Homelessness has long been a social justice concern, particularly in the realm of racial, social, and economic inequality. Extensive national efforts to support individuals experiencing homelessness have been in place for decades, by providing housing-related services such as affordable housing and emergency shelters, as well as non-housing related wraparound services such as mental health and substance use treatment, case management, and employment services. This study proposes to examine the efficacy of the Healthy Communities Collaborative (HCC), a program administered by the Texas Health and Human Services Commission (HHSC) to serve homeless individuals that suffer from mental illness or co-occurring mental illness and substance use disorder in Austin, Dallas, Fort Worth, and San Antonio. This study explores the benefit of the HCC program and the impact of finding independent housing.
Methods
This study used data from the Adult Needs and Strengths Assessment (ANSA) for HCC clients who were homeless at baseline and at 6-month follow up (n=1049) and clients who were homeless at baseline but obtained housing at 6-month follow up (n=516). Profile Analysis aimed to identify the patterns of the mean scores on 6 of 8 ANSA domains (Risk Behaviors, Behavioral Health Needs, Life Domain Functioning, Strengths, Psychiatric History, and Psychiatric Crisis History) regarding housing status at 6-month follow up.
Results
Results revealed a parallelism effect, indicating significant differences between the housed and non-housed group in their overall shape of profiles of the ANSA domains (F (5, 1559) =14.41, p<.001; Wilks’ Lambda=.956, partial η2=.044). Parameter testing showed that housed clients had lower Risk Behaviors (p<.01), lower Life Domain Functioning needs (p<.001), and greater Strengths (p<.05) than non-housed clients. Parameter testing of Life Domain Functioning measures indicated that, housed clients had greater residential stability and reported better sleep compared to non-housed clients. Further, among Strengths measures, housed clients had stronger family strengths (i.e., stronger relationship among family members), better social connectedness (i.e., greater interpersonal skills), greater talents/interest (i.e., broadly any talent, creative or artistic skills), lower educational attainment, and had better natural support (i.e., support from non-family members) in comparison to non-housed clients.

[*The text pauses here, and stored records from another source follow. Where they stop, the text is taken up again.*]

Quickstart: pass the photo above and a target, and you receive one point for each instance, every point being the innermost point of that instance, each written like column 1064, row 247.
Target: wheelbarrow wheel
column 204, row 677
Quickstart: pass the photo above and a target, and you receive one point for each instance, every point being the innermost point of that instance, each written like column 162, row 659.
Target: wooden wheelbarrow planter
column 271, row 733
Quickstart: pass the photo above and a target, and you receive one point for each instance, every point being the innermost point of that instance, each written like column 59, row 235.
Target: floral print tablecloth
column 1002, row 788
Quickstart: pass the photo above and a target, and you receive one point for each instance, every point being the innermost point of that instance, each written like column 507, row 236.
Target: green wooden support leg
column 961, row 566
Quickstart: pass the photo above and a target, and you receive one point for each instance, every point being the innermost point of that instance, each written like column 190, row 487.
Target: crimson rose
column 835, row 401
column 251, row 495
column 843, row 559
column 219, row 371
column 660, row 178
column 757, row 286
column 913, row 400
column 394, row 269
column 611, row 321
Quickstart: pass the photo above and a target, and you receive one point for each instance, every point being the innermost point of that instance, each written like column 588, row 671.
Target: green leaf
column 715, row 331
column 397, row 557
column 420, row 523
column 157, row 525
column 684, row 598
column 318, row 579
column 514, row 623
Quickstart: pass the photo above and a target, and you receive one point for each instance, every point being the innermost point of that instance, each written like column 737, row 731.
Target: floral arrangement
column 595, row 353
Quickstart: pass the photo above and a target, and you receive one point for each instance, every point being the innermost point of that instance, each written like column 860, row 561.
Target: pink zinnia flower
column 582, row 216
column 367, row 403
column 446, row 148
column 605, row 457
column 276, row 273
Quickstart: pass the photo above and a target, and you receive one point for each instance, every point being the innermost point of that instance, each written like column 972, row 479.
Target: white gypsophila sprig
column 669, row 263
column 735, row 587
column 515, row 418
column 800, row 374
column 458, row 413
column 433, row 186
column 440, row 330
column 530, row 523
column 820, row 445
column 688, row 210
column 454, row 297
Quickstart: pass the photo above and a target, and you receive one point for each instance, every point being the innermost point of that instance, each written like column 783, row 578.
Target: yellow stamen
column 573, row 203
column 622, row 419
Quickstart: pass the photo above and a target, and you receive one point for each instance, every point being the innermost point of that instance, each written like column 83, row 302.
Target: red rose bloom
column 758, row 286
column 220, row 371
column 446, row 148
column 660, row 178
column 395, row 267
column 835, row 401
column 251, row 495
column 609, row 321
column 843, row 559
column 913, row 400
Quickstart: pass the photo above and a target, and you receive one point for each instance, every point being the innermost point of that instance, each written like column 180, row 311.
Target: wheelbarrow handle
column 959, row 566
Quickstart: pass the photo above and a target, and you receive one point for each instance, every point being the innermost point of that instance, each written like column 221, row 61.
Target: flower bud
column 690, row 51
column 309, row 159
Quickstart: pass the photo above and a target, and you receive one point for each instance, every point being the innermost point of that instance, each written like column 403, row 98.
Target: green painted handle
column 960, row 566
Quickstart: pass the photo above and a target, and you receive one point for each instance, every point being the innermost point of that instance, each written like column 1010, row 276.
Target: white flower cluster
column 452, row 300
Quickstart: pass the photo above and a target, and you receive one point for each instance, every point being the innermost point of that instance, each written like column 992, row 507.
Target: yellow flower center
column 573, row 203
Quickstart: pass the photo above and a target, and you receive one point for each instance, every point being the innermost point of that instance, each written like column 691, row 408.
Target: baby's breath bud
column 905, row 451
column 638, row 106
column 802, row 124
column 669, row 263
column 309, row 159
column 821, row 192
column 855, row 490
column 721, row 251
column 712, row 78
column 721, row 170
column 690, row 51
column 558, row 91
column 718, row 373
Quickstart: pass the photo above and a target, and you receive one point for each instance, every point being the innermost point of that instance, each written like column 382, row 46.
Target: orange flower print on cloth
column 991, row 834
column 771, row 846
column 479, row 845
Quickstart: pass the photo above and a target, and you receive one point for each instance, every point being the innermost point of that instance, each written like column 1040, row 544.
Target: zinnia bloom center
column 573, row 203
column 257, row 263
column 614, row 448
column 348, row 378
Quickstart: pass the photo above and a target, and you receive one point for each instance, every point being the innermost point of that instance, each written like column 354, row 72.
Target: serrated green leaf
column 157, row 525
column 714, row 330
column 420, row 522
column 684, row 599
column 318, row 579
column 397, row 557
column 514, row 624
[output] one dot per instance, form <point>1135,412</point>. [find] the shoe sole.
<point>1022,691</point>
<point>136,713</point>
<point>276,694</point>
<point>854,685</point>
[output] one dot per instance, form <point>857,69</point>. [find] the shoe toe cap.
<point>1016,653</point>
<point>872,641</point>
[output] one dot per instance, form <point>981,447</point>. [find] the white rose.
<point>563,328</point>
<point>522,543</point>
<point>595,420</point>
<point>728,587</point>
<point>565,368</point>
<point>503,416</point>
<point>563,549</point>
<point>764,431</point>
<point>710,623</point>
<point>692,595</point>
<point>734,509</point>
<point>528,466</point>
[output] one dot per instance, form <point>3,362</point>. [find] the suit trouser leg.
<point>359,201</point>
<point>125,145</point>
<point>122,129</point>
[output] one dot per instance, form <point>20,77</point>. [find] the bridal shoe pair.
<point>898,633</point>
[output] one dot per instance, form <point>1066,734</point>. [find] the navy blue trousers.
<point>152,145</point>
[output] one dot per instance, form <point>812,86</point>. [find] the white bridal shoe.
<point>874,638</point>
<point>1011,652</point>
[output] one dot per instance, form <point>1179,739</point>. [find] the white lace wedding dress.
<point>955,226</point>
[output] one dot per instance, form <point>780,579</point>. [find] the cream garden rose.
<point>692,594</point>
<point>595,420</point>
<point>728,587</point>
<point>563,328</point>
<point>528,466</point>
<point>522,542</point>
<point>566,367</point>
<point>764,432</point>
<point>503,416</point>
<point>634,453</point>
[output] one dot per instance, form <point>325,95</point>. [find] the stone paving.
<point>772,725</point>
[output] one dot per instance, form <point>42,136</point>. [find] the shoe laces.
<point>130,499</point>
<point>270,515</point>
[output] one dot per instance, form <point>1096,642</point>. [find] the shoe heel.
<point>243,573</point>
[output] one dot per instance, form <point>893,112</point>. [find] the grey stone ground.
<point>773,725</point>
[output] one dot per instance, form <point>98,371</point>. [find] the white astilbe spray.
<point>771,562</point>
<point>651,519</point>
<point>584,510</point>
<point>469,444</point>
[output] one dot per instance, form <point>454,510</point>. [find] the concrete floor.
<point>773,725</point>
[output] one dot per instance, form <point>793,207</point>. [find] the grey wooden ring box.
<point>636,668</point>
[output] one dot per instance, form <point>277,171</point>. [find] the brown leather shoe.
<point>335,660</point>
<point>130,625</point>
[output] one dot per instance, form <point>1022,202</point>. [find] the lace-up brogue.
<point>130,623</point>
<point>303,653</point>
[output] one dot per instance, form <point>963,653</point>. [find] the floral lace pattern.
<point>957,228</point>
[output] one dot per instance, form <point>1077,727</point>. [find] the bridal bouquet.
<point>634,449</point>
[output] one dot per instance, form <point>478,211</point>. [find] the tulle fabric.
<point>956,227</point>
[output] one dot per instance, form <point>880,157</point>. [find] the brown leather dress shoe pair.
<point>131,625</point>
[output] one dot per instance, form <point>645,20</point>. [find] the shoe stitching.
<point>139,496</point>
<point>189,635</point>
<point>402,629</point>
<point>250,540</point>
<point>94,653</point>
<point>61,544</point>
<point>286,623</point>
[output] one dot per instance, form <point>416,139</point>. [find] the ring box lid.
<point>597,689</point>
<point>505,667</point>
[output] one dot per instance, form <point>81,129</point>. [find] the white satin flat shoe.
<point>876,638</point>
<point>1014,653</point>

Though not significantly different, clients who remained homeless at 6-month follow up had greater Risk Behaviors, greater Life Domain Functioning needs, lower Strengths, and greater psychiatric Crisis History, compared to housed clients at 6-month follow up.

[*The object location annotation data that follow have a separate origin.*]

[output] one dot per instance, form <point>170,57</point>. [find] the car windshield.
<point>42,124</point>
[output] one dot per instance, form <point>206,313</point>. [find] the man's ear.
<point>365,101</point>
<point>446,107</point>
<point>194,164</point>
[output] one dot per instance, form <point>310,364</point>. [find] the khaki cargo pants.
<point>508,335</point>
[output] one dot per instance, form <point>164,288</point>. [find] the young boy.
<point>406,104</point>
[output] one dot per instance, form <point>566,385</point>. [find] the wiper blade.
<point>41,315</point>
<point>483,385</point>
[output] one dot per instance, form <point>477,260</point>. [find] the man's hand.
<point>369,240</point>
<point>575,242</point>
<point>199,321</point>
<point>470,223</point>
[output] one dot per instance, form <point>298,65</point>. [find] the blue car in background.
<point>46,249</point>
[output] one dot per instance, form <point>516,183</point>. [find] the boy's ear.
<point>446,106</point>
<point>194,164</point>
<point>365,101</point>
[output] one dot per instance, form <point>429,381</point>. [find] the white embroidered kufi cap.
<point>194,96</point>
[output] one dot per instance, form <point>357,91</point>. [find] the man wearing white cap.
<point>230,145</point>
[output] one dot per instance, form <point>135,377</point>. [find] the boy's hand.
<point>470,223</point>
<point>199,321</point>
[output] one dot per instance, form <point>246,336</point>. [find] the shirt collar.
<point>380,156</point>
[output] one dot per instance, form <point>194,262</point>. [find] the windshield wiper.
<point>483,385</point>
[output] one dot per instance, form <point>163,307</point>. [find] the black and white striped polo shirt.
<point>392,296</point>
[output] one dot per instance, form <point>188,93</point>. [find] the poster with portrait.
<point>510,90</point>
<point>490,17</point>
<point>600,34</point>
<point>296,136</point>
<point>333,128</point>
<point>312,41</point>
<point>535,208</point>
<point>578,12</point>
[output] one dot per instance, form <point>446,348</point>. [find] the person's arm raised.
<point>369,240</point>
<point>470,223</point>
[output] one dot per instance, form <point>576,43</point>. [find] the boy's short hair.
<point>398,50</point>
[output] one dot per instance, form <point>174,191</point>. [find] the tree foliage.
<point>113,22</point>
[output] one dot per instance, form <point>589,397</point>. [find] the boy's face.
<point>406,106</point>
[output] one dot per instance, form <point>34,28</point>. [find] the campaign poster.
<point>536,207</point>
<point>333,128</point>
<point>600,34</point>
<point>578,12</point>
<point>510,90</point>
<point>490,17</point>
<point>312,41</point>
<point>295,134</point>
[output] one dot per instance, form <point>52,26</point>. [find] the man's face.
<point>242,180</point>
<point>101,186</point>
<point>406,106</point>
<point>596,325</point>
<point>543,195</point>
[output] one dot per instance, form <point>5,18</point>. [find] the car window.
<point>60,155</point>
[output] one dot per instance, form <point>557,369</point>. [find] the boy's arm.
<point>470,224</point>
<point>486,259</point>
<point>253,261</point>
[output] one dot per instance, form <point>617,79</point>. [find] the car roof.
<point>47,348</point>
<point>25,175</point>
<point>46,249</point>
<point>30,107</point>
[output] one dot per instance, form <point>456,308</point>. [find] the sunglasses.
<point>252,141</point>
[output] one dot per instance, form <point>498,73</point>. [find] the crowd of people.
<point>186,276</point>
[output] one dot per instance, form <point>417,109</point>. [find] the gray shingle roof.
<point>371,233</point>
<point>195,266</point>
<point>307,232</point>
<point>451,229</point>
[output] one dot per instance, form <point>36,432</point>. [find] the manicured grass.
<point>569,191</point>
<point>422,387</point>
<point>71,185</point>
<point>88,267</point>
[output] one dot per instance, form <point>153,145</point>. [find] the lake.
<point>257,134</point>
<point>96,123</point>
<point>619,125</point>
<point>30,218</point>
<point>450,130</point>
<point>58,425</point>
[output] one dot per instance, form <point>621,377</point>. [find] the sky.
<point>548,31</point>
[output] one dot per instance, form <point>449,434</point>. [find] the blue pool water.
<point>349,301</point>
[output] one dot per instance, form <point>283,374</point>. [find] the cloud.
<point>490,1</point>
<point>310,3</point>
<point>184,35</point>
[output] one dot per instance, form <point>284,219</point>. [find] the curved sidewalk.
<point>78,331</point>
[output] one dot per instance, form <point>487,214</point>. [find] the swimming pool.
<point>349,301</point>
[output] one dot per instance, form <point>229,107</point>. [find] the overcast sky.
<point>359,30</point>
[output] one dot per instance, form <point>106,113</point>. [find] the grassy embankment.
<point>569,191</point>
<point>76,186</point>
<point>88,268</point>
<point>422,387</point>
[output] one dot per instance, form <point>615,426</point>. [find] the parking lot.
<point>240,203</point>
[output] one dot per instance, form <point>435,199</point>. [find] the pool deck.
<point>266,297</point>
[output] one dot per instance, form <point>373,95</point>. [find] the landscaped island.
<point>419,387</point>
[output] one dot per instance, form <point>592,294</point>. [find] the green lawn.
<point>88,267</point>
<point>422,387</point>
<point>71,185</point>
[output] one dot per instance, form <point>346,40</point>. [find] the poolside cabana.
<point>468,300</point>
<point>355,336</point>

Conclusions and Implications
Study findings suggest that though the housed and non-housed groups are different in their overall ANSA domain profiles, housing status may have limited impact on an individual’s overall functioning than initially hypothesized. While housed individuals reported lower levels of risk behaviors, life domain functioning needs, and higher strengths, no differences in profiles were noted in behavioral health needs, psychiatric history, and psychiatric crisis history. Indicating that, though obtaining independent housing is important, individuals without housing in the HCC program appear to still benefit from non-housing related services provided by HCC. Further analysis is needed to assess the efficacy of the HCC program, specifically assessing the impact of non-housing related services to inform program partners, policy makers, and community agencies.